Sí, se trataba de sacarle una foto a los actores junto a un jamón de una marca determinada. No sabemos si dándose palmaditas en la panza de satisfacción, pero se entiende la idea.
Se anunciaba, ojo ahí, como colofón del Año Bigas Luna, en el décimo aniversario de su muerte, y se confirmaba a los tres protagonistas (Bardem y Penélope Cruz, presentes en San Sebastián, y Jordi Mollá) y también la de la hija del director. Un poco raro, pero la prensa acudió encogiéndose de hombros. Quizás alguno iba con una pregunta encargada desde Madrid sobre si mejor David Broncano o Pablo Motos, o si cree el actor que la gente que no come jamón comete más crímenes. No tuvieron ocasión.

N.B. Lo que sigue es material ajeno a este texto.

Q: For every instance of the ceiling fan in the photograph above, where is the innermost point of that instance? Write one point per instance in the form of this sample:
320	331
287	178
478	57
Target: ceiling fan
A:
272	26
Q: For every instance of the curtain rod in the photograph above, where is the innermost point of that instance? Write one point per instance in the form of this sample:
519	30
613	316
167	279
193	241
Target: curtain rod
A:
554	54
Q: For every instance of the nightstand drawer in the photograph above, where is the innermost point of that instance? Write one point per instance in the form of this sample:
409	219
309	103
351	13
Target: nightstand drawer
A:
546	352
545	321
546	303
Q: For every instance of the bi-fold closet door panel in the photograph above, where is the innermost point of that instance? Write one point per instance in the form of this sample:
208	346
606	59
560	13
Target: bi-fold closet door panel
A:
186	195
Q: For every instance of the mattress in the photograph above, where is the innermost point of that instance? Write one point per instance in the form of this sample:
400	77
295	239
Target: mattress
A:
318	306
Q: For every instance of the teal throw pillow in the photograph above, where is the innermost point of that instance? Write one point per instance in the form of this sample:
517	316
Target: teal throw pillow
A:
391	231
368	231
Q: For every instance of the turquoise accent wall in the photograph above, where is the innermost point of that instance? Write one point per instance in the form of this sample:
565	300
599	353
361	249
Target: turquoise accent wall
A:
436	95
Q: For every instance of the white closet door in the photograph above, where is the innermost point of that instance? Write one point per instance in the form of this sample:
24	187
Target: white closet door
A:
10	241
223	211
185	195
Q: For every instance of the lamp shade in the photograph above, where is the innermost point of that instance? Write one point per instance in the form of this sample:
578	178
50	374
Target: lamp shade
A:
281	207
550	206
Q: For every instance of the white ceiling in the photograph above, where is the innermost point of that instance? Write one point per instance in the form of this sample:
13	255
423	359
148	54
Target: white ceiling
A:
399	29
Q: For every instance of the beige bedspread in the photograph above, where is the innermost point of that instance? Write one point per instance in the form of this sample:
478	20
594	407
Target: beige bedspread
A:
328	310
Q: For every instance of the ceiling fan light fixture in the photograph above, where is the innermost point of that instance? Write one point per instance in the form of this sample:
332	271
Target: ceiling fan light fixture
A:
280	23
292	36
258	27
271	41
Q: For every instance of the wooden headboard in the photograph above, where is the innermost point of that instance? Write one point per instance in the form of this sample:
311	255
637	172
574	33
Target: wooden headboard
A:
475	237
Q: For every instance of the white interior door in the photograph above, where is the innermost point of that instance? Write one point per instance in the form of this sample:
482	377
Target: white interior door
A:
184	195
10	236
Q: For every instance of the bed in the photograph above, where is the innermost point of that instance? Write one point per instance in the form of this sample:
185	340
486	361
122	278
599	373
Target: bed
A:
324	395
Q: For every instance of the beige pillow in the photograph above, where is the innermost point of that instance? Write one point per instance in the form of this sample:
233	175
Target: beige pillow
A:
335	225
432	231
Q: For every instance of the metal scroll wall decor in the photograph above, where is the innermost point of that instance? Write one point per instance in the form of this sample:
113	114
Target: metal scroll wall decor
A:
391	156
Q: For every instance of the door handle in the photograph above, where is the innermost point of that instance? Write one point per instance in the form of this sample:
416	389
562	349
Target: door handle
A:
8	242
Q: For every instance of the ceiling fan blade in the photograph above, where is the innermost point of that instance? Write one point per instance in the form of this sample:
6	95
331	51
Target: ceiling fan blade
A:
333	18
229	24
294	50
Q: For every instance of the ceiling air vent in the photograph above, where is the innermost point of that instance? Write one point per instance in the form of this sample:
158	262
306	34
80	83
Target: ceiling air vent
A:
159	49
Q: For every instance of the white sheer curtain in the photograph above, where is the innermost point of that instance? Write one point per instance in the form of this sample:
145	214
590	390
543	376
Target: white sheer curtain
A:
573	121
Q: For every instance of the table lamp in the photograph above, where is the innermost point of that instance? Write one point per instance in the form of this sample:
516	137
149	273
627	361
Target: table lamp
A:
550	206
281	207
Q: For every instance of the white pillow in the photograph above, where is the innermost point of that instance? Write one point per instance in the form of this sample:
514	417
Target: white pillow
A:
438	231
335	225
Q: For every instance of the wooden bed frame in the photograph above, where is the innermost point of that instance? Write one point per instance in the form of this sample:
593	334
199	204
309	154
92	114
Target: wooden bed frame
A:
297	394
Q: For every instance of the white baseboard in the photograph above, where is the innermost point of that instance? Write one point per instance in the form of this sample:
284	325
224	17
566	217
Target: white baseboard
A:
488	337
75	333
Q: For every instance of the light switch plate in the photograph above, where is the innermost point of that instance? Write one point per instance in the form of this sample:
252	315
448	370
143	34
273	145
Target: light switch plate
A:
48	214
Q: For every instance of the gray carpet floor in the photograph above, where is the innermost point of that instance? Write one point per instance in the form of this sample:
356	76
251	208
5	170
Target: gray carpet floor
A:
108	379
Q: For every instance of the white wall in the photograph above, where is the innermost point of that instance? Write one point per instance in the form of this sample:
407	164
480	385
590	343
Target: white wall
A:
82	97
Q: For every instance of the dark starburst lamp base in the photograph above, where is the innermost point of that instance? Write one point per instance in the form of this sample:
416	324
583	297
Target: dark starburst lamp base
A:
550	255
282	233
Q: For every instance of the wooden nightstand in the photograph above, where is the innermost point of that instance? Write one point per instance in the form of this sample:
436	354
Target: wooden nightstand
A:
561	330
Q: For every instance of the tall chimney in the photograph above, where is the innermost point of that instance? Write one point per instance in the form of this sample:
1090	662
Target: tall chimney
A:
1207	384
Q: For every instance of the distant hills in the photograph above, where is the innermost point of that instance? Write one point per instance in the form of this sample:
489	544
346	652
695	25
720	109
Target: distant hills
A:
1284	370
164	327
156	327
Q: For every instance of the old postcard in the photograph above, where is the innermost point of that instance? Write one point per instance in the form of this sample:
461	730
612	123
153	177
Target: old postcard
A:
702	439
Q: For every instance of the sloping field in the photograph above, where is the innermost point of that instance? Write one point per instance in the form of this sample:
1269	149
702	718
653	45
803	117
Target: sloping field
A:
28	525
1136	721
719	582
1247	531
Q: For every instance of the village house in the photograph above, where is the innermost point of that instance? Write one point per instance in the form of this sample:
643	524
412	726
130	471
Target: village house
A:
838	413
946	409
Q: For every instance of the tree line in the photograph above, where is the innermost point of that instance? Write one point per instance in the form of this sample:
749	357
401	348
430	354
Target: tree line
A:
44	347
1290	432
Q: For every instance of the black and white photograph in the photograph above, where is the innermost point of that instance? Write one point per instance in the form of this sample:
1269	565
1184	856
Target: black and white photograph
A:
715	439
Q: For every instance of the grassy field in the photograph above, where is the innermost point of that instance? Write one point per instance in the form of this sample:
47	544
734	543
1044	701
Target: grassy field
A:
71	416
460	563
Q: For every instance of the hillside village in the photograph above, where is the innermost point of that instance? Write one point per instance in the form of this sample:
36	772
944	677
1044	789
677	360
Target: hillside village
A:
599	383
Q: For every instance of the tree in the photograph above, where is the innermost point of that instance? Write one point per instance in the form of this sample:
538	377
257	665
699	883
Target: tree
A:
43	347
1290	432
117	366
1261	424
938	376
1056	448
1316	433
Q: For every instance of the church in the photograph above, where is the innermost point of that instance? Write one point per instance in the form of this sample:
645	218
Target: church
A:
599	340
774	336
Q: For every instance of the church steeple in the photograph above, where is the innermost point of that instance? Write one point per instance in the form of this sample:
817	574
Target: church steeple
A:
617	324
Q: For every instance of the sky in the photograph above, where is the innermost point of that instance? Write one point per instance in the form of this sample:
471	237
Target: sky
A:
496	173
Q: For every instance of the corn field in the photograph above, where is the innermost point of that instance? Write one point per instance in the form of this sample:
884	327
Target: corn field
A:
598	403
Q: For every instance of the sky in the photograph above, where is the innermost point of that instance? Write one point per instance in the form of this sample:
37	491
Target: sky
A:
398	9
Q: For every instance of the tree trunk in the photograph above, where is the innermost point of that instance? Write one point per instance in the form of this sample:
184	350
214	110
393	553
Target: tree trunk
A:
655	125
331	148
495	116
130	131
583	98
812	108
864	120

La escena vino a ser un grupo de fotógrafos y alguna televisión mirando hacia una puerta de estas de salón de alto copete, esperando ver llegar a Bardem, Cruz y quizás hasta a Mollá… y que solo compareciese el primero, apareciendo por la entrada trasera y casi sin saludar, comunicando rápidamente que él creía que iba a ser un acto íntimo. «Esto se llama encerrona», lamentó el actor madrileño, que ni se acercó al jamón ni casi permitió hablar al representante de la marca.
Sin llegar a alzar la voz, pero vamos a decir que un poco molesto, afirmó que se había enterado del evento después de anunciarse, que le dijeron que iba a ser un acto mucho menor, con presencia testimonial de algún fotógrafo, y que le parecía una falta de respeto a la figura de Bigas Luna. Ni comentó la ausencia de Cruz y Mollá, que se explica sola, y puso en duda la afirmación de uno de los organizadores de que el evento era «sin fines comerciales».
(Al parecer la marca en concreto, que le ha puesto nombre a una modalidad de jamones por el cineasta, no se comercializa, o por lo menos no en un modelo que cualquier hijo de vecino se pueda encontrar en el supermercado).
Después de un tira y afloja, finalmente Javier Bardem accedió a hacerse una foto con Betty Bigas, hija del cineasta, y un amigo personal del difunto. El actor tuvo unas palabras como recuerdo al legado artístico, tanto en el cine como en otros terrenos, del autor, y también para su figura como persona. Y se fue. Ni cinco minutos estuvo, después de un homenaje que había pasado ya de Jamón, jamón a Huevos de oro.
Mientras tanto en las afueras del María Cristina la gente seguía esperando a Cate Blanchett, que se había anunciado que llegaría a las 12.45 pero se retrasó hasta más tarde de las 14.00. Por los pasillos del hotel el resto de la prensa que tuvo el buen criterio de ni acercarse al acto continuaba con las entrevistas, de promoción, pero vamos a decir que cultura, es decir, lo que se entiende por un Festival de Cine.
Si Bigas Luna asistió de alguna manera, en espíritu o la que fuese, al acto, en cualquier caso, seguramente le divirtió tanto que le pareció un homenaje perfecto a su cine.